Frumkin surveyed the medical literature from the past few decades and found several studies showing how the environment or contact with nature could provide medical benefits to some people.
Several studies showed how pet owners had fewer health problems and better survival rates after having a heart attack.
Another study compared the effect of a view of trees or a brown brick wall on patients after surgery. Those who faced the trees had shorter hospital stays, less need for pain medication and fewer complications.
Depressed adolescents given a chance to walk in the wilderness felt better than those who did not have the experience.
Community gardens also have been shown to have benefits for geriatric, psychiatric and developmental disabilities programs.
Frumkin's review is published in the current issue of the American Journal of Preventive Medicine.

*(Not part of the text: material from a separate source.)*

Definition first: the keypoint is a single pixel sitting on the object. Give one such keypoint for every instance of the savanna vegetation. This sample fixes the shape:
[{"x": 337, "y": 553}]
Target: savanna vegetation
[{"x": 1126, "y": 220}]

Nature is often the source of many prescription drugs and healing herbs as well.
In Mexico, scientists found common weeds that grow in old fields and by the side of the road that were being used to treat many ailments, including gastrointestinal distress, motion sickness, respiratory illnesses, skin conditions and even mental disorders.
“Nature is something architects, travel agents, realtors and most people know makes them feel better,” Frumkin says. “Perhaps physicians have overlooked its benefits.”